Please specify if NHANES-III or NHANES continous data are used in each Table/Figure

It seems that no display item (Table or Figure) is included relative to NHANES continous data described in lines 194-200 and relative to CRP correlation with cancer death (lines 202-208)

Line 278: please correct CD81 with CD8.

 

Reviewer 2 Report

In this study the authors investigated the value of apolipoprotein levels and C-reactive protein levels on cancer mortality. Using 2 large cohorts they find that the apoA/B ratio and the C-reactive protein level significantly predicted cancer mortality, albeit that the HR is rather low, even in the most optimal model.

Comments:

The title is confusing as it suggests that the ApoA/B ratio and C-reactive protein are comparable in predicting cancer, but the C-reactive protein was not associated with cancer mortality after adjustment for ApoA/B ratio. As such these parameters are interdependent and based on the multivariate analysis the ApoA/B ratio is clearly superior.
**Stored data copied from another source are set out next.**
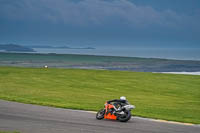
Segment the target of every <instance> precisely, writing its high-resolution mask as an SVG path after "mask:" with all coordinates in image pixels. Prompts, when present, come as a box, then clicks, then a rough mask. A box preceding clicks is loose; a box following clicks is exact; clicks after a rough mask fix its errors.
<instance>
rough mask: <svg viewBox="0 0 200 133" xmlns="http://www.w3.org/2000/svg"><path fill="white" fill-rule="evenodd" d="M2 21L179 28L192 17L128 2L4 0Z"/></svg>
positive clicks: (0, 2)
mask: <svg viewBox="0 0 200 133" xmlns="http://www.w3.org/2000/svg"><path fill="white" fill-rule="evenodd" d="M0 18H4V19H5V18H6V19H10V20H17V21H48V22H50V23H64V24H71V25H76V26H102V25H109V24H111V25H112V24H116V25H118V24H119V25H126V26H130V27H148V26H149V25H157V26H164V27H176V26H180V25H181V24H183V20H187V19H189V18H191V16H185V15H180V14H177V13H176V12H174V11H172V10H164V11H157V10H155V9H153V8H152V7H150V6H137V5H135V4H134V3H133V2H130V1H128V0H110V1H105V0H80V1H76V2H74V1H72V0H28V1H27V0H17V1H13V0H1V2H0Z"/></svg>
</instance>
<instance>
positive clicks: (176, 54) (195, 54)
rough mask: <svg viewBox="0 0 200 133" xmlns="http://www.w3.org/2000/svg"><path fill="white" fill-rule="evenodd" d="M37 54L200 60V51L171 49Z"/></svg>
mask: <svg viewBox="0 0 200 133" xmlns="http://www.w3.org/2000/svg"><path fill="white" fill-rule="evenodd" d="M34 50H35V51H36V53H56V54H83V55H103V56H123V57H144V58H163V59H177V60H199V61H200V48H199V49H194V48H190V49H186V48H182V49H178V48H174V49H169V48H165V49H164V48H128V47H127V48H126V47H125V48H121V47H97V48H95V49H67V48H63V49H61V48H34Z"/></svg>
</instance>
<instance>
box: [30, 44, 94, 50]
mask: <svg viewBox="0 0 200 133" xmlns="http://www.w3.org/2000/svg"><path fill="white" fill-rule="evenodd" d="M29 47H30V48H57V49H63V48H64V49H95V48H93V47H69V46H41V45H32V46H29Z"/></svg>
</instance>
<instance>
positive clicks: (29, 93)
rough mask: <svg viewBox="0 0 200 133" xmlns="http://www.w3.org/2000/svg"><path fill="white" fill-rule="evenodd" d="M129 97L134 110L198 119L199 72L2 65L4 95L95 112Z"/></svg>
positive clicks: (171, 116)
mask: <svg viewBox="0 0 200 133" xmlns="http://www.w3.org/2000/svg"><path fill="white" fill-rule="evenodd" d="M122 95H124V96H126V97H127V99H128V100H129V102H130V103H132V104H134V105H136V109H135V110H133V112H132V113H133V114H134V115H137V116H142V117H150V118H158V119H165V120H171V121H179V122H186V123H200V76H195V75H174V74H159V73H143V72H128V71H106V70H81V69H55V68H50V69H44V68H17V67H0V98H1V99H5V100H11V101H18V102H23V103H31V104H40V105H47V106H54V107H62V108H72V109H81V110H94V111H97V110H99V109H100V108H102V107H103V105H104V102H105V101H106V100H110V99H114V98H119V97H120V96H122Z"/></svg>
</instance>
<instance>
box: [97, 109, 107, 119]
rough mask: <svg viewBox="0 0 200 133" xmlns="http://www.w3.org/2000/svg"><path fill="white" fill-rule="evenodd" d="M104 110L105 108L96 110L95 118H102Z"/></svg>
mask: <svg viewBox="0 0 200 133" xmlns="http://www.w3.org/2000/svg"><path fill="white" fill-rule="evenodd" d="M105 112H106V110H105V109H101V110H100V111H99V112H97V114H96V119H97V120H101V119H103V118H104V114H105Z"/></svg>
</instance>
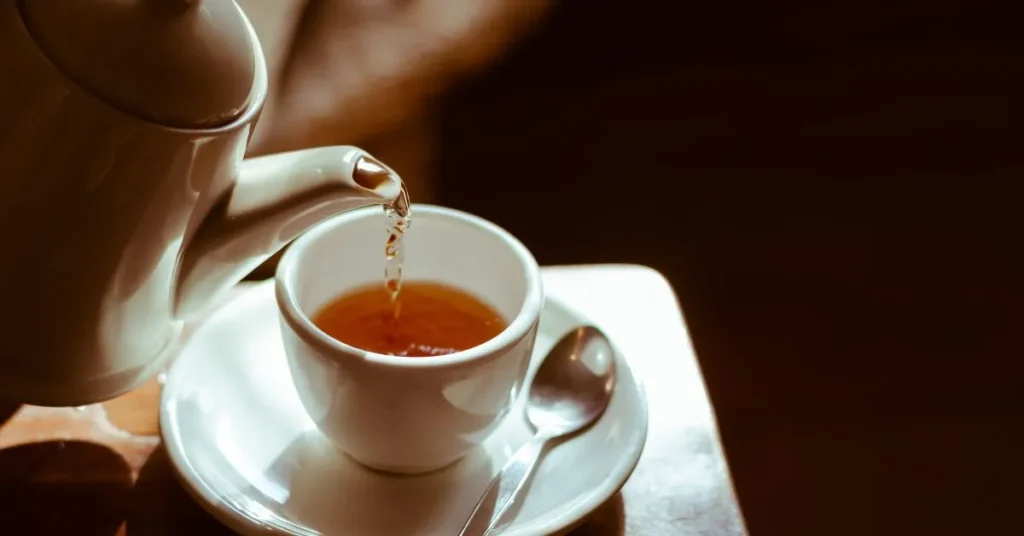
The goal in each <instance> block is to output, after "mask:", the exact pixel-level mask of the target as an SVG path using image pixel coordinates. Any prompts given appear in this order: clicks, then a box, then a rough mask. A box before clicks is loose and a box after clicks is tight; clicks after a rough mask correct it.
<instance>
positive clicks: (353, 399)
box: [276, 205, 544, 472]
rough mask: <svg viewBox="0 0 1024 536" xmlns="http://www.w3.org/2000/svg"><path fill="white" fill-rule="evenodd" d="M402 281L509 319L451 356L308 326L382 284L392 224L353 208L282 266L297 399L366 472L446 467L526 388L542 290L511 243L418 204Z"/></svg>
mask: <svg viewBox="0 0 1024 536" xmlns="http://www.w3.org/2000/svg"><path fill="white" fill-rule="evenodd" d="M412 214H413V222H412V228H411V229H410V230H409V232H407V233H406V237H404V239H403V240H404V243H403V245H402V247H403V248H404V251H406V262H404V265H403V274H404V279H406V281H416V280H423V281H432V282H437V283H445V284H449V285H453V286H456V287H458V288H460V289H462V290H466V291H468V292H470V293H472V294H473V295H474V296H476V297H477V298H480V299H481V300H483V301H484V302H486V303H488V304H490V305H492V306H493V307H495V308H496V310H497V311H498V312H499V313H500V314H501V315H502V316H503V317H504V318H505V320H506V321H507V322H508V323H509V325H508V327H507V328H506V329H505V330H504V331H502V333H501V334H499V335H498V336H497V337H495V338H493V339H490V340H488V341H486V342H484V343H483V344H480V345H479V346H476V347H473V348H470V349H467V351H465V352H459V353H456V354H452V355H449V356H439V357H429V358H417V359H411V358H403V357H395V356H384V355H380V354H374V353H371V352H367V351H364V349H359V348H355V347H353V346H350V345H348V344H345V343H344V342H340V341H338V340H336V339H334V338H332V337H331V336H329V335H327V334H326V333H324V332H323V331H321V330H319V329H318V328H316V326H315V325H313V324H312V322H311V321H310V320H309V318H310V317H312V316H313V315H315V313H316V312H317V311H319V310H321V308H322V307H323V306H324V305H325V304H326V303H327V302H328V301H331V300H332V299H334V298H335V297H337V296H339V295H341V294H343V293H345V292H347V291H350V290H352V289H353V288H355V287H361V286H365V285H368V284H378V285H383V284H384V283H383V265H384V249H383V248H384V239H385V238H386V237H387V234H386V233H385V218H384V214H383V211H382V210H381V209H379V208H375V207H368V208H365V209H359V210H352V211H349V212H346V213H344V214H341V215H339V216H335V217H333V218H331V219H329V220H328V221H326V222H324V223H321V224H319V225H317V226H315V228H313V229H312V230H311V231H309V232H308V233H306V234H305V235H303V236H302V237H301V238H299V239H298V240H296V241H295V243H294V244H293V245H292V246H291V247H290V248H289V250H288V252H287V253H285V256H284V257H283V258H282V259H281V263H280V264H279V266H278V277H276V294H278V304H279V306H280V307H281V312H282V330H283V333H284V340H285V353H286V354H287V355H288V357H289V363H290V365H291V368H292V376H293V378H294V380H295V382H296V385H297V387H298V393H299V399H300V400H301V401H302V403H303V405H304V406H305V408H306V411H307V413H309V415H310V416H311V417H312V419H313V421H314V422H316V424H317V425H318V426H319V427H321V429H322V430H323V431H324V432H325V435H327V437H328V438H331V439H333V440H334V441H335V442H337V443H338V445H339V447H341V449H342V450H344V451H345V452H347V453H348V454H350V455H351V456H352V457H353V458H355V459H357V460H359V461H360V462H362V463H364V464H367V465H370V466H372V467H374V468H377V469H380V470H387V471H394V472H422V471H427V470H433V469H436V468H438V467H441V466H444V465H447V464H450V463H452V462H454V461H455V460H457V459H458V458H460V457H461V456H462V455H464V454H465V453H466V452H468V451H469V450H470V449H472V448H473V447H475V446H476V445H478V444H479V443H480V442H481V441H483V439H484V438H486V437H487V436H488V435H489V434H490V432H492V431H493V430H494V429H495V427H496V426H497V425H498V424H499V423H500V421H501V418H502V417H503V416H505V414H506V413H507V412H508V410H509V409H510V407H511V405H512V403H513V402H514V400H515V397H516V396H517V395H518V393H519V390H520V389H521V387H522V381H523V377H524V375H525V373H526V365H527V364H528V362H529V356H530V353H531V352H532V348H534V340H535V339H536V337H537V323H538V319H539V318H540V315H541V305H542V303H543V302H544V294H543V289H542V284H541V272H540V267H539V266H538V265H537V261H536V260H535V259H534V256H532V255H531V254H530V253H529V251H528V250H526V248H525V247H524V246H523V245H522V244H521V243H520V242H519V241H518V240H516V239H515V238H514V237H513V236H512V235H510V234H509V233H508V232H506V231H504V230H502V229H501V228H499V226H498V225H495V224H494V223H492V222H489V221H486V220H484V219H482V218H480V217H477V216H474V215H471V214H467V213H465V212H461V211H458V210H454V209H450V208H443V207H436V206H430V205H413V211H412Z"/></svg>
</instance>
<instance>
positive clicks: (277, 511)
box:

The ApoA and ApoB levels and changes thereof in relation to a particular cancer type seem to differ, as discussed by the authors. Since the author include all cancers, it is impossible to entangle this phenomena: if the trends are not the same for all cancers, the hazard ratios and confidence intervals become almost meaningless. For breast cancer patients for instance, this ratio may be meaningless, and the ratio may be much more meaningful for e.g. lung and colorectal patients. Discussion along these lines seem warranted.

The HR was attenuated when a number of known cancer risk factors (alcohol intake, smoking, BMI) were included (Model 1 versus model 2). Indeed, in the predictive comparisons the ApoA/B ratio remained significant even after adjustment for the risk factors that were included in model 2 (in fact the HR was very similar), suggesting that screening might be beneficial. Even though the data clearly show that individuals with higher ApoA/B ratios might have greater cancer mortality risk (with the caveat mentioned above), it is questionable whether this is translatable toward identification of individuals at risk with HR of 1.17.

 

Round 2

Reviewer 1 Report

The Authors answered all the raised issues

 

Reviewer 2 Report

The authors have revised the paper based on my comments. No other suggestions.